Но гадине везло. Он извивался, как угорь, смерть никак не могла ухватить его — всякий раз выскальзывал из ее костлявых рук.
В передачах он не раз назывался Ашпиным. Правда, чаще выдавал себя по приказанию гитлеровцев за советского офицера, фамилию придумывал или брал из документов убитых. Раз назвался даже генералом. Но и вымышленный генерал не помог. Защитники Сталинграда умирали, но не сдавались.
А Фадея точил червь. Когда перебегал к врагу, рассчитывал на другое. «Попаду в лагерь военнопленных, пережду месяц, два, полгода, наконец. А там и война закончится. Вернусь домой, где поджидает меня старая сосна».
Но прошел месяц, второй, а войне не было конца. Хуже того, Фадей по-прежнему дрожал за свою шкуру, каждую минуту он мог оказаться на том свете. И тогда плакали зарытые денежки.
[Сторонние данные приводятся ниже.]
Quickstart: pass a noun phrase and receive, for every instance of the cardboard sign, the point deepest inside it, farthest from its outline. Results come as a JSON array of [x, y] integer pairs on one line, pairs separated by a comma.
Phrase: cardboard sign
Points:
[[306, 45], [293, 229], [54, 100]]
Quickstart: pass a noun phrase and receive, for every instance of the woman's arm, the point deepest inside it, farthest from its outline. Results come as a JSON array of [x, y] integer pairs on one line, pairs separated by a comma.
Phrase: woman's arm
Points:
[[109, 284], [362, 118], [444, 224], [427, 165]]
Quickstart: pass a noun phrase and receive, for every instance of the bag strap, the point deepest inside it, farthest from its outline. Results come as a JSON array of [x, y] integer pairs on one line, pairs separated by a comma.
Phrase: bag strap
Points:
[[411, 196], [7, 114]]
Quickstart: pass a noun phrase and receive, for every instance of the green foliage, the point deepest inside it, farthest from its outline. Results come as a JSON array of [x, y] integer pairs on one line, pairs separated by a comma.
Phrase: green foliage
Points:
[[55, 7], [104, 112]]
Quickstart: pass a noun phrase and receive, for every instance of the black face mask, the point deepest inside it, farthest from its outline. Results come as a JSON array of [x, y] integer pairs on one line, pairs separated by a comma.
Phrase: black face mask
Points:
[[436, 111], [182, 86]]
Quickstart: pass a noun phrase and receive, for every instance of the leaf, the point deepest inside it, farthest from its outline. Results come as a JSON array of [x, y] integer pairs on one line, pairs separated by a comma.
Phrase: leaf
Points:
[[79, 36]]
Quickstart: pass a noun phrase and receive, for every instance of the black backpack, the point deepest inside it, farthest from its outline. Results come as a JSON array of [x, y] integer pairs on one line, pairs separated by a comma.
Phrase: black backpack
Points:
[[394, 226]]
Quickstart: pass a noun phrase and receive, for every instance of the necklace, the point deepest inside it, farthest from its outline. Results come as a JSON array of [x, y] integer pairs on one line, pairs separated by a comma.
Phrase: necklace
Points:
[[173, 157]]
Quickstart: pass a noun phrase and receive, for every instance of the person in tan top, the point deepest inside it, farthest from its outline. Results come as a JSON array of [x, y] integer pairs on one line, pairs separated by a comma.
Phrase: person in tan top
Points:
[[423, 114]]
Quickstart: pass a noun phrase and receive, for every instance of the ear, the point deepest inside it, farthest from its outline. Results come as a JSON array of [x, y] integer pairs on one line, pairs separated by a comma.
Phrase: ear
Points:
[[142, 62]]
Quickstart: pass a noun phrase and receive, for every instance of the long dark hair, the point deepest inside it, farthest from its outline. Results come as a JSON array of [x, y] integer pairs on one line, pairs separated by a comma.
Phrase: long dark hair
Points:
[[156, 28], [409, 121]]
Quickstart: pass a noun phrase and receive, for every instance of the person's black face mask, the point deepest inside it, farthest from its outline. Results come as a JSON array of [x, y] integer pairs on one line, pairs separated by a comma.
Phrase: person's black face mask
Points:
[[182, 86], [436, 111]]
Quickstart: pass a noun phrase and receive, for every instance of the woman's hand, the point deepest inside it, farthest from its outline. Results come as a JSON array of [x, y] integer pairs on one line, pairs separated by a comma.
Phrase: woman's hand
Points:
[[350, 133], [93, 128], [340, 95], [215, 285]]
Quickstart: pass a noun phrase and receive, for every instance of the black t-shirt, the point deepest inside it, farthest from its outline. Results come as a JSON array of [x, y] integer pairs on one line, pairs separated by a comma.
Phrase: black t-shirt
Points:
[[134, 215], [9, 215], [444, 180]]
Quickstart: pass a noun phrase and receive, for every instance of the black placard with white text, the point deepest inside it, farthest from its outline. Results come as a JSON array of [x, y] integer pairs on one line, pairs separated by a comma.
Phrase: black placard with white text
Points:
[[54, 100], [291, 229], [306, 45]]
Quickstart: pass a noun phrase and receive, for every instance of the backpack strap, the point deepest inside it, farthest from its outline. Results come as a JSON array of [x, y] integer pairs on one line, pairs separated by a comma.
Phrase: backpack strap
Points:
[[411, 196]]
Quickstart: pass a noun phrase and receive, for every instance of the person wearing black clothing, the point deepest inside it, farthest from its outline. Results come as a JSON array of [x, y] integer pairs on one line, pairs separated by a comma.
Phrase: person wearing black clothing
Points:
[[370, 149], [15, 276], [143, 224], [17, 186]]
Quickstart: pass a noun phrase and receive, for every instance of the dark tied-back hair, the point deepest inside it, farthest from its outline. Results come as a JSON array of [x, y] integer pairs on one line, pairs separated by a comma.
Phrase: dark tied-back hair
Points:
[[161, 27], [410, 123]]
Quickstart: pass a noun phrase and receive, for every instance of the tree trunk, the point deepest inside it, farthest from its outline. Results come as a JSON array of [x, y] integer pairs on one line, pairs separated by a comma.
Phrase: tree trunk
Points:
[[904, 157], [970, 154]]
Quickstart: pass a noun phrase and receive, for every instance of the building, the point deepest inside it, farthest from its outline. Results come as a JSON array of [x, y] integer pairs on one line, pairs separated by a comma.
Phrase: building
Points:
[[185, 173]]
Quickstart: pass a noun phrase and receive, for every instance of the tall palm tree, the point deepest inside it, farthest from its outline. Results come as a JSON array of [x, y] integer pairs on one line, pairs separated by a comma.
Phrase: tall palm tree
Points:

«Вот ведь не крупная я рыба, можно сказать, обыкновенная плотва. А на какой крючок посадили, — думал он в минуты отдыха. — Крючок-то с зазубринкой. Для одних я предатель, для других слуга. Попаду к своим — расстреляют и ухом не поведут. Сбегу от этих — тоже, если схватят, пулю схлопочу. И там нехорошо, и здесь худо. Нет, уж лучше быть с ними. Крепкий орешек — этот Сталинград, но ведь разгрызут, а там пойдут до самой Москвы».
Неизвестно как бы сложилась жизнь Ашпина в ближайшие два-три месяца. Скорее всего, попал бы он вместе с армией Паулюса в мышеловку. Но в конце октября Фадей был ранен. Случилось это ночью у микрофона. Мина рванула совсем рядом. Разбросала аппаратуру, выпустила кишки из тощего и вечно злого Курта, достала осколком и Фадея.
Санитары приняли его за своего, благо был в немецкой шинели, доставили в лазарет. Как тяжелораненого его отправили в тыл.
Еще в лазарете санитар спросил у Фадея фамилию. Тот сделал вид, что без сознания. И потом, сколько мог, прикидывался. После операции быстро пошел на поправку, хотя по-прежнему притворялся, что не может говорить.
Игра была зыбкой и опасной. Ну хорошо, сочтут за контуженого, потерявшего речь, выпишут, освободят от службы. Куда он пойдет? И на чье имя будут выписаны эти самые документы?
Как ни крути, а выкручиваться надо. В глубине душонки он еще надеялся: как-нибудь обойдется. Не дураки же гитлеровцы, в самом-то деле. Свой свояка видит издалека.
Колебался он дня четыре, пока однажды утром не позвал медицинскую сестру. Крутил пальцами и твердил два слова:
— Дас папир, фрейлейн, дас папир (бумагу, фрейлейн, бумагу).
Вместе с бумагой и карандашом фрейлейн принесла дощечку. Фадей положил на нее лист и четкими буквами в правом углу написал по-русски: «Начальнику госпиталя от бывшего военнопленного Ф. Ашпина».